Le due relazioni incompatibili – Obiettivo dell’indagine è capire cosa è accaduto nel buco di almeno sei ore tra le 22:30 di sabato – quando un aereo dell’agenzia europea Frontex ha segnalato la presenza dell’imbarcazione a quaranta miglia dalla costa – e il momento del naufragio, alle 4.10. Poco dopo la mezzanotte partono due motovedette della Guardia di finanza, rispettivamente da Crotone e da Taranto, ma il mare è troppo agitato e i mezzi (non attrezzati) sono costretti a rientrare. Verso le due un nuovo tentativo delle fiamme gialle, mentre i mezzi della Guardia costiera rimangono fermi fino alle 4:10, quando al 112 arriva una telefonata di allarme. Ormai è troppo tardi. Ma nelle relazioni interne che ricostruiscono le ore precedenti allo schianto del barcone di migranti si apre uno scontro tra le due forze militari che fanno capo rispettivamente a Giancarlo Giorgetti e Matteo Salvini. E conferma quanto Il Fatto Quotidiano aveva rivelato mercoledì: i finanzieri telefonarono alla Guardia costiera dopo le loro ricerche andate a vuoto, ma gli operatori del corpo che fa capo al ministero di Salvini non si mossero. Se per ligio rispetto delle “regole di ingaggio”, sottovalutazione o altro lo stabilirà appunto la procura di Crotone che quelle due relazioni – pubblicate dal Corriere della Sera – le ha sul suo tavolo. Con tutti i loro palesi contrasti da chiarire e sciogliere.

Gli interrogativi da sciogliere – La Procura vuole capire, passo dopo passo, quello che è accaduto quella notte. E saranno i Carabinieri a raccogliere questo materiale. Trovare l’imbarcazione è stata considerata un’operazione di polizia per fermare un tentativo di immigrazione irregolare, non una missione di soccorso. Alle 23.03, Frontex ha lanciato una segnalazione al Centro di coordinamento internazionale (Icc, International coordination centre), all’interno della quale sottolineava anche come la rilevazione termica lasciasse presupporre che ci fossero molte persone a bordo e rilevava l’assenza di giubbotti di salvataggio. Due elementi, è bene precisarlo, che devono essere presi in considerazione nel decidere se far scattare una Sar, l’operazione di ricerca e soccorso. Ma c’è anche dell’altro, perché la Guardia di finanza spiega che “alle ore 03:50 la Sala Operativa del Provinciale GdF di Vibo Valentia, mediante la postazione della rete radar costiera, acquisiva un target verosimilmente riconducibile alla segnalazione Frontex”. Due minuti dopo la telefonata i finanzieri individuano quindi il barcone? E perché non viene segnalato alla Guardia costiera che spiega di aver ricevuto una prima segnalazione “battuta al radar” alle 4.25 a “7 miglia, in zona Steccato di Cutro”? Interrogativi che dovranno essere sciolti dagli inquirenti.
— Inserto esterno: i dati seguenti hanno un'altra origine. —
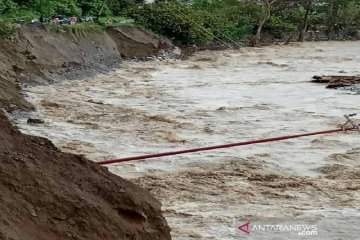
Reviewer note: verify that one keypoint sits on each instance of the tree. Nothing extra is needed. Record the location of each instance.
(308, 4)
(266, 6)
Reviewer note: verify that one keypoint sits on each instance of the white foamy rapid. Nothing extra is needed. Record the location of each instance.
(217, 98)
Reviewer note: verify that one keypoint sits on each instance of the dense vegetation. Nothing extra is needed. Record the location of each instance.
(199, 21)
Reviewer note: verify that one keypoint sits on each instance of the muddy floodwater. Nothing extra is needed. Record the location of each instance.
(216, 98)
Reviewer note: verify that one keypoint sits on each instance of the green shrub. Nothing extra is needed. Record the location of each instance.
(174, 20)
(8, 29)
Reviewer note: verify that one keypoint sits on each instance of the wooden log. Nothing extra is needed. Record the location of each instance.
(337, 81)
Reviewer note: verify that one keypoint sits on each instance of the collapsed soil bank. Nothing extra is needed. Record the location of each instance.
(47, 194)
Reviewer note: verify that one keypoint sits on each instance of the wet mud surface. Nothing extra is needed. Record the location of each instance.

Le vittime e i dispersi – Nel frattempo, sono morte almeno 68 persone. Ma il numero delle vittime potrebbe continuare a crescere perché, come emerso nell’ultima riunione del Centro coordinamento soccorsi aperto in Prefettura a Crotone, sono tra 27 e 47 le persone ancora disperse del naufragio avvenuto domenica a Steccato di Cutro. Le ricerche, coordinate dalla Direzione marittima di Reggio Calabria, proseguiranno ad oltranza per tutto il fine settimana con mezzi aerei, navali, nucleo di sommozzatori e con il personale a terra di Guardia costiera, Questura, carabinieri, Guardia di finanza, Vigili del fuoco e Protezione civile. Le condizioni meteo, in peggioramento, potrebbero rendere il tutto ancora più difficile. “Stimiamo che sono circa 30 le persone disperse nel naufragio di domenica”, dice a LaPresse il sindaco di Cutro, Antonio Ceraso, precisando che “sono state identificati 56 corpi delle 68 vittime. In queste ore stiamo ricevendo richieste dall’estero per il rimpatrio delle salme“.